- todos os apoios à exportação fossem reduzidos (e não só as 'restituições');
- se consagrasse o princípio da 'multifuncionalidade' da agricultura, resultante das outras funções que presta à sociedade para além da produção (preservação do ambiente e da paisagem, evitar a desertificação de certas partes do território, etc.);
- se assegurasse um melhor equilíbrio entre os aspectos comerciais e não comerciais da agricultura, consagrando designadamente a protecção às denominações de origem e o direito a medidas excepcionais de protecção do mercado sempre que estivessem em causa suspeitas fundamentadas de perigos para a saúde pública ou ambiental da comercialização e consumo de certos produtos".
Arlindo Cunha, no debate no Plenário do Parlamento Europeu, salientou que, em contraste, "os principais concorrentes da União Europeia, designadamente os Estados Unidos e o Grupo de Cairns (Grupo de 13 países grandes exportadores de produtos agro-alimentares, que inclui designadamente a Austrália, a Nova Zelândia, o Canadá, o Brasil, a Argentina e a Indonésia) para quem a OMC é, simplesmente, igual a mais comércio, pretendem exclusivamente aumentar o acesso aos mercados e reduzir tudo o que possa relacionar-se com protecção da agricultura. Para estes países a agricultura e o comércio agrícola têm de ser tratados como qualquer outro sector da economia, o que implicaria o fim da excepção agrícola.
Por seu lado, o grupo dos países em desenvolvimento pretendem que o próximo acordo de comércio corresponda à oportunidade que nunca tiveram em mais de 50 anos de multilateralismo comercial. Apesar de ser um grupo muito heterogéneo, as suas principais reivindicações têm a ver com um tratamento assimétrico e diferenciado, assim como a protecção do mercado interno para permitir o desenvolvimento da produção interna em produções de grande consumo local. Ou seja, a lógica de segurança alimentar".
Fazendo o balanço das negociações de Doha, Arlindo Cunha afirmou que "é cedo para dizer quem vai ganhar ou perder, pois em Doha apenas estava em causa o acordo sobre uma agenda programática e um calendário.

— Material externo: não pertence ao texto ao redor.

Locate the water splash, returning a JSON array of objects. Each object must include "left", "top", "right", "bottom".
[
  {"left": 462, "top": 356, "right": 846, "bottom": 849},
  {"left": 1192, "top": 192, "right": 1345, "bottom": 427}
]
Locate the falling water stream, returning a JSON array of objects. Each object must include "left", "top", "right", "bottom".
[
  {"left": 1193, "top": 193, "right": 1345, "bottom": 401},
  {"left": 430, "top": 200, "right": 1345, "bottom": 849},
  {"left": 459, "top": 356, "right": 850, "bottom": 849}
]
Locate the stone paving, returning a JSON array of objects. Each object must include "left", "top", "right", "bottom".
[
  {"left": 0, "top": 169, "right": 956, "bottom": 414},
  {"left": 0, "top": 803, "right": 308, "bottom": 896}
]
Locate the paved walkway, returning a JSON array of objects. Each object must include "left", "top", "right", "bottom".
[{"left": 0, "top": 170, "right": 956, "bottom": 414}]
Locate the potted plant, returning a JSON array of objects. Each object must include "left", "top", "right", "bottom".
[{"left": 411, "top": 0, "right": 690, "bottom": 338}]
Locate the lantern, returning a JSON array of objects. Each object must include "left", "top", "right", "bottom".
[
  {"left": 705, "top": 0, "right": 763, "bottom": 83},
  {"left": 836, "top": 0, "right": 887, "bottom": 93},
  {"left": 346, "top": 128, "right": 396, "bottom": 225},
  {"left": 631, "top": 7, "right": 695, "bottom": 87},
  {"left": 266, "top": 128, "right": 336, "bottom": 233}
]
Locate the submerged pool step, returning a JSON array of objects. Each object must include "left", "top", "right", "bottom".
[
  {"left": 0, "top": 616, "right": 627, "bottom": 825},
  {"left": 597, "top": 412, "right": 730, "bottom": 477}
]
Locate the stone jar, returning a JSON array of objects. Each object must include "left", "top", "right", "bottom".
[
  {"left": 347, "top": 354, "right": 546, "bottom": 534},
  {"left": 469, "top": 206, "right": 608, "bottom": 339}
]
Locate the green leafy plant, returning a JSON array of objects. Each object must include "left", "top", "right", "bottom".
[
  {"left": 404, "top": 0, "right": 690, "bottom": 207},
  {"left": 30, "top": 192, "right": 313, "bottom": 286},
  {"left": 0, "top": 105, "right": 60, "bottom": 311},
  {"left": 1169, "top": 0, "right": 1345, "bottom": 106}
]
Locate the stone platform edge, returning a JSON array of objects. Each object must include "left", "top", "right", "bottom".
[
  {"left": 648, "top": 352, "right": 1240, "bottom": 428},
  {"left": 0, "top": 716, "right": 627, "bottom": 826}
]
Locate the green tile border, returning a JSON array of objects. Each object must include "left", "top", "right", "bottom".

Os grandes vencedores foram claramente os países em desenvolvimento, cujas pretensões foram integralmente consideradas no texto, incluindo os Países ACP, que estão entre os mais pobres do mundo, e que viram reconhecido o princípio da consolidação das preferências acordadas pela UE no Acordo de Cottonou.
Os restantes ficaram-se, para já, pelo empate.
Os países do Grupo de Cairns viram ficar no texto consagrado o princípio da continuação das reformas agrícolas, da melhoria do acesso ao mercado e a eliminação progressiva das restituições às exportações.
A União Europeia conseguiu que essa diminuição dos subsídios às exportações não fosse automática, e viu consagradas algumas das suas principais reclamações em matéria de reforço das componentes não comerciais, como foi o caso da referência às regras ambientais, à etiquetagem ou em geral ao princípio de precaução".
Para Arlindo Cunha, "Doha foi um ponto de partida. Apesar dos três anos indicados como data para concluir as negociações, ninguém acredita nessa rapidez, especialmente se tivermos em conta que o actual acordo (a ronda do Uruguai) demorou oito anos a negociar.
Apesar do relativo optimismo dos negociadores comunitários, o acordo não consagrou algumas das nossas pretensões fundamentais. A multifuncionalidade não ficou expressamente referida no texto, e o reforço das medidas de protecção das indicações geográficas só, foi explicitado para o caso concreto dos vinhos".
Arlindo Cunha alerta ainda para uma conclusão que classifica de "claríssima: a eliminação, ainda que a prazo, das restituições à exportação, vai criar pressões fortíssimas para a redução interna dos preços agrícolas. E assim sendo, não é difícil de concluir que a próxima reforma da PAC (necessariamente antes de 2006, conforme o Acordo de Berlim de 1999) terá de ser substancialmente mais profunda do que se poderia esperar. Não apenas pela redução dos preços de garantia que irá implicar, mas especialmente pela alteração qualitativa dos instrumentos de apoio aos agricultores, por forma a que, mesmo sem apoios de mercado, continuem a ter uma rede de segurança de rendimento.
E que não haja ilusões, acrescenta. Hoje a luta dos nossos adversários comerciais é pelo fim dos apoios que supostamente mais distorcem a concorrência internacional. Mas amanhã quererão impor o fim de todo o tipo de subsídios à agricultura. Ou seja, a velha história dos anéis, dos dedos e … do resto".